The event will include a race where competitors control an avatar via a brain interface.
There will also be races for competitors wearing prosthetic limbs and exo-skeletons.
Hosted by the Swiss National Competence Center of Research, it is hoped the competition will spur interest in human performance-enhancing technology.
The brain-computer interface race is designed for competitors who are paralysed from the neck down. They will control an avatar in a computer racing game via a headset that connects the brain to a computer.
There will also be races for those wearing arm or leg prosthetics, an exoskeleton race and a wheelchair race.
The assistive devices worn by the athletes, who will be known as pilots, can either be ones that are already commercially available or prototypes from research labs.
There will be two medals for each competition, one for the pilot and one for company that developed the device.
Bionic limbs and exoskeletons are becoming much more technically advanced, offering those wearing them much more realistic movements.
Prof Hugh Herr, from the Massachusetts Institute of Technology, showed off some of the prosthetics that his team have been working on at the Ted (Technology, Entertainment and Design) conference in Vancouver last week.
He is currently in negotiations with health care professionals to get the bionic limbs more widely available to those who need them.

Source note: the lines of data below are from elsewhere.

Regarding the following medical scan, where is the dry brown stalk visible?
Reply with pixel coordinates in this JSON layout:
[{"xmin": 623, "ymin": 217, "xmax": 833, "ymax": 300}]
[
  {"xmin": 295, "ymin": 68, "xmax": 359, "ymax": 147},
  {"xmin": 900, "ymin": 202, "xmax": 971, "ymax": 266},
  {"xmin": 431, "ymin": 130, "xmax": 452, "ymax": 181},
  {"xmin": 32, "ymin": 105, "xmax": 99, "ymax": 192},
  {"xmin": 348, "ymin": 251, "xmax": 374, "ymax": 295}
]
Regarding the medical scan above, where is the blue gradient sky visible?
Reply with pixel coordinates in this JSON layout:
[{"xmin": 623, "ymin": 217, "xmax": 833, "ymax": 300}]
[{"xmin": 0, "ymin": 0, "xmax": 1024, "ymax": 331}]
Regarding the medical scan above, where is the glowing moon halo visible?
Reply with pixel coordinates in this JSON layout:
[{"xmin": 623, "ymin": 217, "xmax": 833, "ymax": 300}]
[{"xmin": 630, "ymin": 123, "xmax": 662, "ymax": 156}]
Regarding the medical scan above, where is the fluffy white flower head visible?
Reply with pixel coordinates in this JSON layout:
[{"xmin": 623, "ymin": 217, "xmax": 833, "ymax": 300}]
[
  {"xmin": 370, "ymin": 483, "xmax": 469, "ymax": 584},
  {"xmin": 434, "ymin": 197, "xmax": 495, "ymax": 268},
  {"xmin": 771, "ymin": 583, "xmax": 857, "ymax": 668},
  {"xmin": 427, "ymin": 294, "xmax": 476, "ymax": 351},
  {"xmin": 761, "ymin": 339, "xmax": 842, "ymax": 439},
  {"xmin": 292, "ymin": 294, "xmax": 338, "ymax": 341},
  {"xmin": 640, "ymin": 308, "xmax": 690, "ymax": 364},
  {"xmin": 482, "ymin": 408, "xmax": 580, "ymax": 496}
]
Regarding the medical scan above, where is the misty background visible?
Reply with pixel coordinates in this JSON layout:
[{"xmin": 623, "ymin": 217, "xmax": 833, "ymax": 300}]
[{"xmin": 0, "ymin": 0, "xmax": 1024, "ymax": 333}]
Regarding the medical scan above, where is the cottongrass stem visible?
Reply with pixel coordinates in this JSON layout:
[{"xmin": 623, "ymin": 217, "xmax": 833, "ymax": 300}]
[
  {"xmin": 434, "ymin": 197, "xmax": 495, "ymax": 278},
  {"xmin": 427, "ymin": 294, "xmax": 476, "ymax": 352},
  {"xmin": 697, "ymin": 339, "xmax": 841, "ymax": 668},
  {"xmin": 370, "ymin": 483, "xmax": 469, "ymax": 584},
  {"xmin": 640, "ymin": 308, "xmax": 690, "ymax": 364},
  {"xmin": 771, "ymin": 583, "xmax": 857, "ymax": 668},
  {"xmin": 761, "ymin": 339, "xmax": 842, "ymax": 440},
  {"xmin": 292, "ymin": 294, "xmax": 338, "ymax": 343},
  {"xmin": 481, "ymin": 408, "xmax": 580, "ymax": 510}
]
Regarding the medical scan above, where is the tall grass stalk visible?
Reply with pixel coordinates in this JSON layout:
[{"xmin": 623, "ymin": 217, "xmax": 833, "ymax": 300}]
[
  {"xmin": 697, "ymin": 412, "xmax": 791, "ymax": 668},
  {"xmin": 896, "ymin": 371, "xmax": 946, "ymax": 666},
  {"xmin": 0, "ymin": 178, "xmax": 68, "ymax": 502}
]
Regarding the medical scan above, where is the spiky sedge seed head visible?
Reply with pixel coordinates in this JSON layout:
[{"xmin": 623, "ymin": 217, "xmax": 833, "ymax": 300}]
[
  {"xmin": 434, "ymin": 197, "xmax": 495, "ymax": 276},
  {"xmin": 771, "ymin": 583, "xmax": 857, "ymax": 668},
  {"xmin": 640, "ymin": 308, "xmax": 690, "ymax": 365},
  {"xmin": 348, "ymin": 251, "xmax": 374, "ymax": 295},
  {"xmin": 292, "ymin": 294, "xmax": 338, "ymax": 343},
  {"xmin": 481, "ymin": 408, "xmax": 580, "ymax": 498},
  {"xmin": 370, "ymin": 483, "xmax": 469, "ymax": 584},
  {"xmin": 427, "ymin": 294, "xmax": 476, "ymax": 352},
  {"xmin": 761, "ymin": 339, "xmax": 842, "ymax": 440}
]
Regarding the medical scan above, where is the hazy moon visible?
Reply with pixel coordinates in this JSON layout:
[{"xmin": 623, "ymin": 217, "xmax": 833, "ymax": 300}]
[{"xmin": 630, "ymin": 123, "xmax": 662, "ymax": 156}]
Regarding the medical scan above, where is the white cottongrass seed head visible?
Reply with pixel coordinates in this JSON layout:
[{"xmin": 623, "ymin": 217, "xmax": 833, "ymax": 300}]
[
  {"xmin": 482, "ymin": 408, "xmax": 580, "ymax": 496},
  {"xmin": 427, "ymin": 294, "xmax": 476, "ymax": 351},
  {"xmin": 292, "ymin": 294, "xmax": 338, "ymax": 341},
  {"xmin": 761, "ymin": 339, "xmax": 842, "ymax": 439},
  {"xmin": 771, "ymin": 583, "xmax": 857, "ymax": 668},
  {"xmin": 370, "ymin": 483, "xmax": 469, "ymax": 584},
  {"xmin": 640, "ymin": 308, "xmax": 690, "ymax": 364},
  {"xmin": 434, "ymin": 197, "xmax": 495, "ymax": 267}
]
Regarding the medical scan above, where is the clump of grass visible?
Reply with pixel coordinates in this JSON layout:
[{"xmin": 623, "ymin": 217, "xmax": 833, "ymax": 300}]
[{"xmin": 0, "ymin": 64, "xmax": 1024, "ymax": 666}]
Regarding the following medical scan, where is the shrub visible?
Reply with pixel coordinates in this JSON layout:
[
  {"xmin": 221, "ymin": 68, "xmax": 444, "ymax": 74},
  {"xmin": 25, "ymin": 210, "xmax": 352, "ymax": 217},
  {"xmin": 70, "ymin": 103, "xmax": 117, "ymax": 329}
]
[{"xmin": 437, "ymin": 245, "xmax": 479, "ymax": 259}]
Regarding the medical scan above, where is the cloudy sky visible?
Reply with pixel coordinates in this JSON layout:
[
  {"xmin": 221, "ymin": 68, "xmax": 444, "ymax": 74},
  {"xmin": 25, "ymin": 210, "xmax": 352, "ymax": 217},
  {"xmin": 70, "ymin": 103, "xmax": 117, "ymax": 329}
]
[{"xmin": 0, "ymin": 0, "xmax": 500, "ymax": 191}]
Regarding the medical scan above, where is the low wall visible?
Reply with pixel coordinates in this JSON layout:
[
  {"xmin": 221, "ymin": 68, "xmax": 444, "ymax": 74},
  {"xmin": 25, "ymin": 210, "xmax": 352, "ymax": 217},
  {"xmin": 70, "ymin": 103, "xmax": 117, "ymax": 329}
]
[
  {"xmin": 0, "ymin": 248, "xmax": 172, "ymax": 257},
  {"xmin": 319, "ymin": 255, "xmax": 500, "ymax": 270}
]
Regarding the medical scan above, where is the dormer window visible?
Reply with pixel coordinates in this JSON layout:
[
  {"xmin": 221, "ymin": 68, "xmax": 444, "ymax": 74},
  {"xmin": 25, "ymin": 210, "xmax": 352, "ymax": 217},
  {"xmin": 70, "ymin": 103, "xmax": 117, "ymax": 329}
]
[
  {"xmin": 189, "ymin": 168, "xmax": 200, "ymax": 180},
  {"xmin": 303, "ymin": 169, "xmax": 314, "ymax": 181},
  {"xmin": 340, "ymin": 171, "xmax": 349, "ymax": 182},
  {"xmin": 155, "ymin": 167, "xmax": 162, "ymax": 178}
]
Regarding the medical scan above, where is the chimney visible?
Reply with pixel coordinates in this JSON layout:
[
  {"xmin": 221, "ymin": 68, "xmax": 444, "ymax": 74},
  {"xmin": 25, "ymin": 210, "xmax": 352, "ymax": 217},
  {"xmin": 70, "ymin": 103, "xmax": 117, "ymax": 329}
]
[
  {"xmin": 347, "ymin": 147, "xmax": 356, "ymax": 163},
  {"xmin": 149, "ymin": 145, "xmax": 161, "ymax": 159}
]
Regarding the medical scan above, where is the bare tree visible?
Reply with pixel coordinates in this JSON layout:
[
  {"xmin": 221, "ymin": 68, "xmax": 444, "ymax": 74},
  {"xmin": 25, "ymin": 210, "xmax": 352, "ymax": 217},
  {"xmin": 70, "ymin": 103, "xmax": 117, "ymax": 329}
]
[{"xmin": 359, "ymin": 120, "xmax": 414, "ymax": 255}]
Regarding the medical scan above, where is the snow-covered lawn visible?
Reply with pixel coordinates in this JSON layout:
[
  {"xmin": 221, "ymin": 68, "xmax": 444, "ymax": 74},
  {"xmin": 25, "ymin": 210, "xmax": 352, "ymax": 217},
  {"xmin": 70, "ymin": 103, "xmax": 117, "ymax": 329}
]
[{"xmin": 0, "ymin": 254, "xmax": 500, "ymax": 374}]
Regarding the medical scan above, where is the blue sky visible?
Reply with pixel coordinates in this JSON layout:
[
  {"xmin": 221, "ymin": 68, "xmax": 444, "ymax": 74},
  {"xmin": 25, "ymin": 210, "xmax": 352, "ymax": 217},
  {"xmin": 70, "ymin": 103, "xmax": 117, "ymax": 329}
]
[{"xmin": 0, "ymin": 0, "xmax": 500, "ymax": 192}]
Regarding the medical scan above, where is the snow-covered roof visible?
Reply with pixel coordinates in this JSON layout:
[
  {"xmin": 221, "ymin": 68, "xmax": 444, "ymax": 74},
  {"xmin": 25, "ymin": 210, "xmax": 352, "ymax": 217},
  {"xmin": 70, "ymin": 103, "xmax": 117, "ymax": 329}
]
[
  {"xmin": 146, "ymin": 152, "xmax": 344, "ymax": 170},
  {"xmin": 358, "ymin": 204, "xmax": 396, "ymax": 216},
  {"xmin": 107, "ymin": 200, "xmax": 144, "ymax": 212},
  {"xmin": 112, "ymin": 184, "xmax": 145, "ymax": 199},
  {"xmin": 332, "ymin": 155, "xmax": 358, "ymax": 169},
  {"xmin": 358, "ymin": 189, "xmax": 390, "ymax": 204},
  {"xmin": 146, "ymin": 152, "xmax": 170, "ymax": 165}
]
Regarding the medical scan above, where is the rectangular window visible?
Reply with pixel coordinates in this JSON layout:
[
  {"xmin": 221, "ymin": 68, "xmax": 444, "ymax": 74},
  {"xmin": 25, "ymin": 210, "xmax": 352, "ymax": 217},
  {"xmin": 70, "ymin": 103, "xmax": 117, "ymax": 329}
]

Often though there was a disconnect between technology and patients, said Prof Robert Riener, event organiser, from the University of Switzerland.
"The idea is that we want to push development of assistive technologies towards devices that patients can really use in everyday life," he told the BBC.
"Some of the current technologies look very fancy but are a long way from being practical and user-friendly," he added.
The other main aim of the games is to allow people to compete who have never had the opportunity before.
"We allow technology that has previously been excluded from the Paralympics. By making it a public event we want to get rid of the borders between patients, society and the technology community," Prof Riener said.